In the case of a mild course of exudative erythema multiforme, the general condition of the patients does not change significantly; isolated elements of the lesion are detected on the oral mucosa. However, as the duration of the disease increases, its severity worsens. For exudative erythema multiforme of an infectious-allergic nature, a long, relapsing course is typical. Exacerbations of the disease are observed mainly in the autumn and spring periods (1-2 times a year), although there are known cases of more frequent exacerbations of the disease. Sometimes relapses can be triggered by hypothermia, previous infections and other factors that weaken the body’s resistance.
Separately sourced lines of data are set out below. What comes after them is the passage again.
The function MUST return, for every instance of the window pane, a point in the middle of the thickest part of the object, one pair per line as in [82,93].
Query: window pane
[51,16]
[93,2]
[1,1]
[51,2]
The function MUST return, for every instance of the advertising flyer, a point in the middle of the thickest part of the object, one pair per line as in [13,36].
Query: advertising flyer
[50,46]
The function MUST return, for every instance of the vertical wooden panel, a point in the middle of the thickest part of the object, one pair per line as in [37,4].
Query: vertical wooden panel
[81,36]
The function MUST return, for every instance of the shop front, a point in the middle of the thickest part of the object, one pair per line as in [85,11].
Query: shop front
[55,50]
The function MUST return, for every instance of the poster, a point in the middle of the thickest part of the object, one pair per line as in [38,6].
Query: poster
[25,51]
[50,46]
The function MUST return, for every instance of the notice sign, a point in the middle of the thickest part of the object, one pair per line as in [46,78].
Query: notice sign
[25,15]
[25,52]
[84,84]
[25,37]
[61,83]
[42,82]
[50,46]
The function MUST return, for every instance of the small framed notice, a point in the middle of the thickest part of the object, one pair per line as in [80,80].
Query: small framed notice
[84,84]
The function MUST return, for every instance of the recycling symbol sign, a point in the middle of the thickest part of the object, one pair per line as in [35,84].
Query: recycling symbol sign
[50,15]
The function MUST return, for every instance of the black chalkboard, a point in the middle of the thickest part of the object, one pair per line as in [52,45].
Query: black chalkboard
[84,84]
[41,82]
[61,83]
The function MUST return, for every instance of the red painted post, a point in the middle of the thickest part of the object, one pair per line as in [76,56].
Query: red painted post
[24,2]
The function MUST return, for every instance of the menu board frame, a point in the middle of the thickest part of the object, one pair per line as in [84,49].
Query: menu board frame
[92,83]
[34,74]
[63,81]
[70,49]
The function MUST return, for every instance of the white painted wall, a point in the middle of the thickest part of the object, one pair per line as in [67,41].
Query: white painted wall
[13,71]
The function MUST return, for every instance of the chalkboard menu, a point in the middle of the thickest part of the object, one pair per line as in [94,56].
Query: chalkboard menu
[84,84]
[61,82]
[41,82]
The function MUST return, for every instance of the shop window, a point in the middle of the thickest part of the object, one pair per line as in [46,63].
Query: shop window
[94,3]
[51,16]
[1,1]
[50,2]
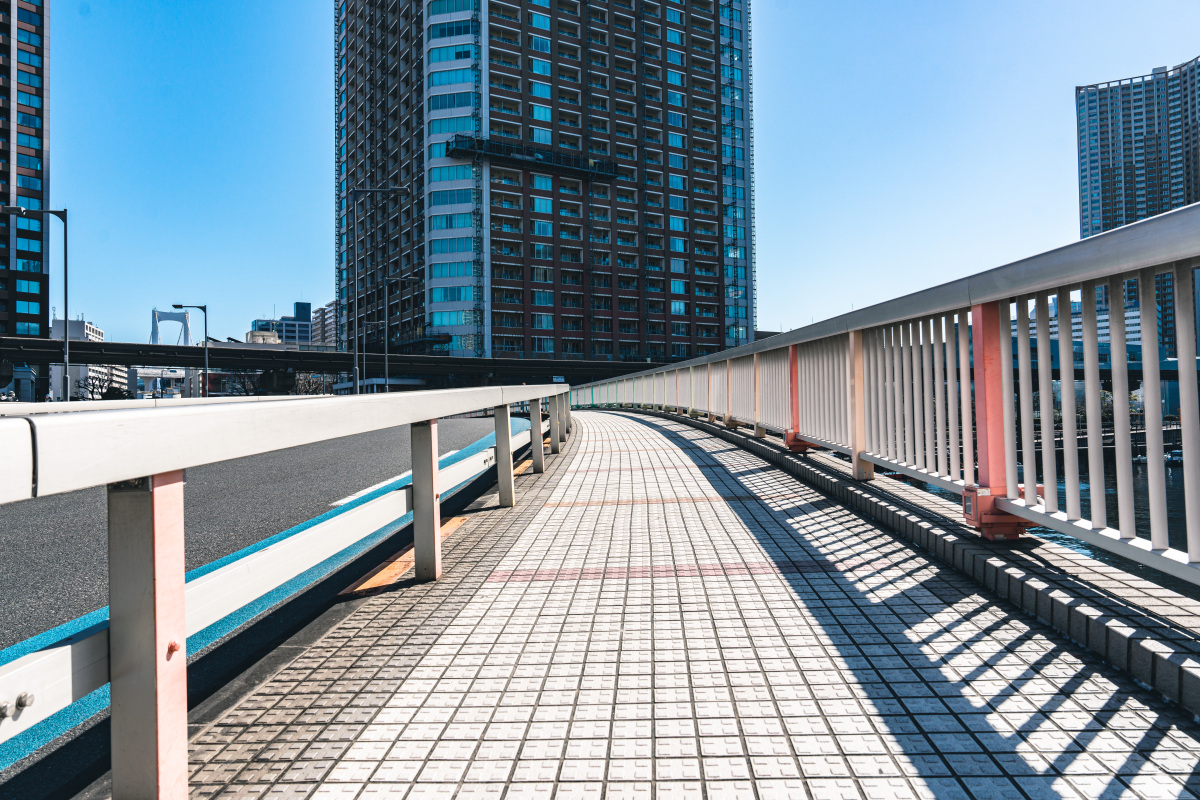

Exudative erythema multiforme lasts for years. During periods between exacerbations, there are no changes in the oral mucosa and skin.
Symptomatic (toxicoallergic) exudative erythema multiforme recurs only when the patient comes into contact with the etiological factor (drug-allergen).
Cytological examination of scrapings from the area of erosion reveals a picture of acute nonspecific inflammation.
Histologically, the subepithelial location of blisters is determined in exudative erythema multiforme. There are no signs of acantholysis. The rejected epithelium undergoes necrosis, swelling and inflammatory infiltration in the underlying connective tissue.